▪ Avec un acheteur unique — la Fed — et une propagande médiatique en faveur des actions sans équivalent au cours des 30 dernières années, il était écrit que le Dow Jones pulvériserait de nouveaux records avant vendredi (parution des chiffres de l’emploi aux Etats-Unis).
C’est devenu un impératif politique et économique crucial. En effet, en ce moment, les Etats-Unis reportent de semaine en semaine la confrontation avec le problème des déficits : cela pourrait déboucher sur un « choc de rigueur » à l’européenne… ce qui est bien la dernière chose dont voudrait Wall Street.
Tout le reste a échoué à relancer la machine, à commencer par les quantitative easing. Il ne reste plus à la Fed que le prétexte de « marchés pleins de confiance dans la croissance » (qui n’existe pas sans les dépenses de l’Etat) pour justifier d’imprimer toujours plus de fausse monnaie. Rappelons qu’il faut imprimer 6 $ pour créer 1 $ de richesse nouvelle, le ratio le plus catastrophique de l’histoire des Etats-Unis.
La Fed voulait — tout à fait ouvertement — voir le Dow battre des records pour créer un « choc d’opinion » favorable. Wall Street, plus que jamais aux ordres, s’est empressé de lui donner satisfaction : l’indice pulvérise un nouveau record à 14 286 points.
Plus les cours sont élevés, plus il se trouve d’analystes pour matraquer le pseudo-argument selon lequel les actions composant le Dow Jones se payent 20% moins cher qu’il y a six ans. Sauf que ce ne sont plus les mêmes : de nombreuses banques et autres canards boiteux comme les constructeurs automobiles ont été éjectés de l’indice.
▪ 2007 : un parallèle inquiétant
Surtout, les sommets de 2007 restent une référence en matière de surachat des actions (avec des multiples proches de 17), d’anticipations irréalistes (25% à 33% de hausse des bénéfices sous 24 mois) et d’aveuglement complet sur les périls qui menaçaient le système.
Le Dow Jones se payait 30% à 40% trop cher en octobre 2007… mais à 14 285, il serait désormais comme par miracle devenu bon marché. Face à un marché qui déraisonne tandis que la Fed tire ouvertement les ficelles et ne se cache même plus pour manipuler les cours, n’importe quel objectif — même d’une absurdité économique totale — semble atteignable.

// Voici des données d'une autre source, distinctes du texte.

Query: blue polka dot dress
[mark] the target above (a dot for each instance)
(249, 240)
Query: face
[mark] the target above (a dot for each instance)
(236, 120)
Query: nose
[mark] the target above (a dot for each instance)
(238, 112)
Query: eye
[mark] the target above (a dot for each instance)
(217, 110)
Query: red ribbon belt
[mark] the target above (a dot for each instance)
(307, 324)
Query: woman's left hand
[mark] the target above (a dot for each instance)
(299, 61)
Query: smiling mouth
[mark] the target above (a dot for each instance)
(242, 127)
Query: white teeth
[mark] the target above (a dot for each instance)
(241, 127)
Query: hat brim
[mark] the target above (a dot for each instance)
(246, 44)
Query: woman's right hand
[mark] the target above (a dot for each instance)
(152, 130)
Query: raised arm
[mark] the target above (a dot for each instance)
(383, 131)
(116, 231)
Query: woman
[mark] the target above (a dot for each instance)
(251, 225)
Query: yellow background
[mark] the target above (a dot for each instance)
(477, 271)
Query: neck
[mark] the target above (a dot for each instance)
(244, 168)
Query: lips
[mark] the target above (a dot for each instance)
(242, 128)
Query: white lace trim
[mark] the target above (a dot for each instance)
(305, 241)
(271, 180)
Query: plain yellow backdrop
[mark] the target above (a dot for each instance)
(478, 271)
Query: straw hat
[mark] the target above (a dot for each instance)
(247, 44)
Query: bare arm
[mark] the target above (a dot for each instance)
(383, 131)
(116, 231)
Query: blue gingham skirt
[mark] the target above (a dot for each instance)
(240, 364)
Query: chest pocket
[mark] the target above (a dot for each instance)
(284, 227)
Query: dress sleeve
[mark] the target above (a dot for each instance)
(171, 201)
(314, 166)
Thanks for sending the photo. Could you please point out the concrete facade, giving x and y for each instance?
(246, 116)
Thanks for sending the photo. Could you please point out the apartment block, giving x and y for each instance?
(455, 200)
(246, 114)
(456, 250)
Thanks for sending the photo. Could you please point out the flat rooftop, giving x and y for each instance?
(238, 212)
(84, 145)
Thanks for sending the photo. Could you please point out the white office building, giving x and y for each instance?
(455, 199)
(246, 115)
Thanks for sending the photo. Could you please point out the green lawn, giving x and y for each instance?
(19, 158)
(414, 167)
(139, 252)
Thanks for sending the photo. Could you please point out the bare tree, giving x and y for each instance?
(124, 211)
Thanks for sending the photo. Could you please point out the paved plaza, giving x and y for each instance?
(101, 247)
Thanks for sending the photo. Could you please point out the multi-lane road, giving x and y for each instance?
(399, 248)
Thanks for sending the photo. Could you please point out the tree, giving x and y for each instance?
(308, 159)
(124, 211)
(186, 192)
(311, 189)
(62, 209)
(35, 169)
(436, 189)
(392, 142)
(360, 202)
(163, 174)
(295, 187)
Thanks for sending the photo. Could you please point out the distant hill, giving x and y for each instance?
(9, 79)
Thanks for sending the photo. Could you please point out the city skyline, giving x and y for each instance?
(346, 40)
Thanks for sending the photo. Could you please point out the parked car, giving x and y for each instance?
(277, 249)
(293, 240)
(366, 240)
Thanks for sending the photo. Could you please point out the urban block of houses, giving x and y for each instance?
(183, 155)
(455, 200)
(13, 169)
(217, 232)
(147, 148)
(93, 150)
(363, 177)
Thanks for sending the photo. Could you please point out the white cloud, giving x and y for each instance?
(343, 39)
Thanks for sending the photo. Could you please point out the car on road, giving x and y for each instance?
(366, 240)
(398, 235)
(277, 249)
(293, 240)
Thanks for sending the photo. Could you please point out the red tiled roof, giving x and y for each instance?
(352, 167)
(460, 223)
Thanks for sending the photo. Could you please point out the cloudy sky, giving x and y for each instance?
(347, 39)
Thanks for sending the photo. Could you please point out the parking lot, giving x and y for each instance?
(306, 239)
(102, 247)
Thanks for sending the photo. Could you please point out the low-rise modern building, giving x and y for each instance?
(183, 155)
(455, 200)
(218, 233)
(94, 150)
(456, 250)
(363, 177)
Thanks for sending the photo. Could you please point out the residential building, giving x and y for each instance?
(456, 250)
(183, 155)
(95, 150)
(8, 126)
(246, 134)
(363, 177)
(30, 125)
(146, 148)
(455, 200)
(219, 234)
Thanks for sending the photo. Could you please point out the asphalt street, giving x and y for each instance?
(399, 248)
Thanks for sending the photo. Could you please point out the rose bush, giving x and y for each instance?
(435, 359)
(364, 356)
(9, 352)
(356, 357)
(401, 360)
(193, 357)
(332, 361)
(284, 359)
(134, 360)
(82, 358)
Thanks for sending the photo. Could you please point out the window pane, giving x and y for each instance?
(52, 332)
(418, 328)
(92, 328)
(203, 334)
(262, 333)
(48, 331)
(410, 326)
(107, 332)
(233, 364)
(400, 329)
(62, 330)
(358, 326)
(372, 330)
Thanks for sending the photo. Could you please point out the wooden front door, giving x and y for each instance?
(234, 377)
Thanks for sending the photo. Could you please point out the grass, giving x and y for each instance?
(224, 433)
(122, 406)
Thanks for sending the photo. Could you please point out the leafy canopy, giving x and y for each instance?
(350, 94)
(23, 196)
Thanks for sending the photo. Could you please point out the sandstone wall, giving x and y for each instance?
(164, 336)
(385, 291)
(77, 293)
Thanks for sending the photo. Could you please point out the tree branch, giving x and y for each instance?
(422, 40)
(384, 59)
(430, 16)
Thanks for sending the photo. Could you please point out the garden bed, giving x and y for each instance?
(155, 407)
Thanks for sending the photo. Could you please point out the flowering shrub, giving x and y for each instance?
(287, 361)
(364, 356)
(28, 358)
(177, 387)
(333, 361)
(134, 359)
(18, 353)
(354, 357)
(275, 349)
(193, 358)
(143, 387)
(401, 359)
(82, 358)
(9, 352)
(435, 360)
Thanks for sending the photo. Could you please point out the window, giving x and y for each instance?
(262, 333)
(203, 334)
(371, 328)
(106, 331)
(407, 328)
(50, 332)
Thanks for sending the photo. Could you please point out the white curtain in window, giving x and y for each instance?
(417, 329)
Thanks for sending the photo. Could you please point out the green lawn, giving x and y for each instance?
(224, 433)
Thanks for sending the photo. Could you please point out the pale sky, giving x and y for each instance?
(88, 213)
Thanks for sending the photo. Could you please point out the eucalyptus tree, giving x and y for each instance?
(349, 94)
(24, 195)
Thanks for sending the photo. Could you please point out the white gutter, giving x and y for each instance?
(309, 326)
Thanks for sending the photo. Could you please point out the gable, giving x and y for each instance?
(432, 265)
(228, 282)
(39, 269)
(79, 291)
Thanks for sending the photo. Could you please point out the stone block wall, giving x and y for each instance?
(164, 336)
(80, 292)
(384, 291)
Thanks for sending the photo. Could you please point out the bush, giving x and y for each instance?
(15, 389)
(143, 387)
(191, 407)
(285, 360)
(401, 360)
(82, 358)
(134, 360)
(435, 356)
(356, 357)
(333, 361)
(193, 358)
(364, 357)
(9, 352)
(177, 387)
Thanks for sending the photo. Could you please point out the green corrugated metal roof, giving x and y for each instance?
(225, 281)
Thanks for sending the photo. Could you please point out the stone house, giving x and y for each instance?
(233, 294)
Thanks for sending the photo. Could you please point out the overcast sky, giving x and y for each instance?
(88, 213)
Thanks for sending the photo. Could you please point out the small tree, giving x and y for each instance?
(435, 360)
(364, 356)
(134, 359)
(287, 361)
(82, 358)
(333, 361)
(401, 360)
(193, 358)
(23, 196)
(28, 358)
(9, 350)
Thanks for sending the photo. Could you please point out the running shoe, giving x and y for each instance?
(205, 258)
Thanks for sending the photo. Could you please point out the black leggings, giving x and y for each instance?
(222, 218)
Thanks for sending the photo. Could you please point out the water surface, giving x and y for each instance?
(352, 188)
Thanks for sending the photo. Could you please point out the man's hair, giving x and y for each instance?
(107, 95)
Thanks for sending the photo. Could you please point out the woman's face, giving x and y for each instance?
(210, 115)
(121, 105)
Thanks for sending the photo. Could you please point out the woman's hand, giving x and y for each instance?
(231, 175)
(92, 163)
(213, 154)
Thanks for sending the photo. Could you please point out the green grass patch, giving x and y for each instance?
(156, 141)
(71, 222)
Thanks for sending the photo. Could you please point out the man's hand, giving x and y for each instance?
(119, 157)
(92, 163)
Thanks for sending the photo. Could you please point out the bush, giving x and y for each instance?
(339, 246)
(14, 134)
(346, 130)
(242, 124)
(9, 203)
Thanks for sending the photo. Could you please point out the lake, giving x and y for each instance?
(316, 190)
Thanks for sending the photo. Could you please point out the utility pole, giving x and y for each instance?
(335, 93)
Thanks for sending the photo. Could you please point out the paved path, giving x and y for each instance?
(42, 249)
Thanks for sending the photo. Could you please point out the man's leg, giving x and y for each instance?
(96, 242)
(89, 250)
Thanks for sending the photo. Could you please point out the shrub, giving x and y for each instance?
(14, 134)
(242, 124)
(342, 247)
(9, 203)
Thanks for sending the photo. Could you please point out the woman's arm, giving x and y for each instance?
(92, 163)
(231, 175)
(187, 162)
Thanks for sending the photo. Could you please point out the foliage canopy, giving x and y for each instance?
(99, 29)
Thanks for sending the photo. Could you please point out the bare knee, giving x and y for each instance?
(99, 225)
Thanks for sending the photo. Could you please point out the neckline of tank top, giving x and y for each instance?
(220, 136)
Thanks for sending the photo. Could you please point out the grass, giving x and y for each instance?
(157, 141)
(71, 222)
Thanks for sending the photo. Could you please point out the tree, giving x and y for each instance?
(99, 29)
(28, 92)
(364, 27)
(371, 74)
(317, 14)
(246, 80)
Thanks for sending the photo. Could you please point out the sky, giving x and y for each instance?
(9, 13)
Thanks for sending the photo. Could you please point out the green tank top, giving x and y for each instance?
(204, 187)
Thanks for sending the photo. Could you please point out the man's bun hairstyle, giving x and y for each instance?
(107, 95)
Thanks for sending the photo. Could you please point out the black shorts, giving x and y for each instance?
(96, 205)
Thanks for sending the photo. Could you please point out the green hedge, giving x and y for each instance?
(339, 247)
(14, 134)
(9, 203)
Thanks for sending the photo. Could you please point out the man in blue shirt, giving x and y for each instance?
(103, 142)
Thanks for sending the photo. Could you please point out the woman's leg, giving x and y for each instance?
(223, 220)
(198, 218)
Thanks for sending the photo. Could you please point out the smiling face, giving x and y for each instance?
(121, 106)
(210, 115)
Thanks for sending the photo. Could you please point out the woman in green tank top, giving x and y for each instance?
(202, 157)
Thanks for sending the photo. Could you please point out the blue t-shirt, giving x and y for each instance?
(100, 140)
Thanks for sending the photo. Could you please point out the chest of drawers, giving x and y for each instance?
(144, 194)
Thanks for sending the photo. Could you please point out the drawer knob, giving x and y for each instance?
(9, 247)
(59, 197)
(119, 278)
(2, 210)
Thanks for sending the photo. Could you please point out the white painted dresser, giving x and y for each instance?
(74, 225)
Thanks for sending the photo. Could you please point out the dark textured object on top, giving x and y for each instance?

Qu’il ne soit plus question de psychologie du marché (seule compte celle de la Fed) ni d’anticipation (les opérateurs se contentent d’obéir à la Fed). Sans parler d’analyse technique : il n’y a plus rien à analyser, et surtout plus le moindre aspect « technique »… à l’exception de la vitesse de circulation des liquidités de la Fed.
Les marchés n’en peuvent plus d’euphorie et de sentiment d’invulnérabilité : nous voici confrontés à un consensus haussier qui avoisine 95% !
Cela va probablement réchauffer le moral des 50 millions d’Américains qui ne survivent que grâce aux bons alimentaires, comme au lendemain de 1929. Idem pour les 150 millions d’Américains qui ne possèdent aucune action et les 250 millions qui en détiennent pour moins de 10 000 $… Cependant, à force de faire du tapage médiatique autour du nouveau zénith du Dow Jones, certains investisseurs pourraient se demander si la conjoncture anticipée en 2014 ou 2015 le justifie, et si le rythme actuel est soutenable.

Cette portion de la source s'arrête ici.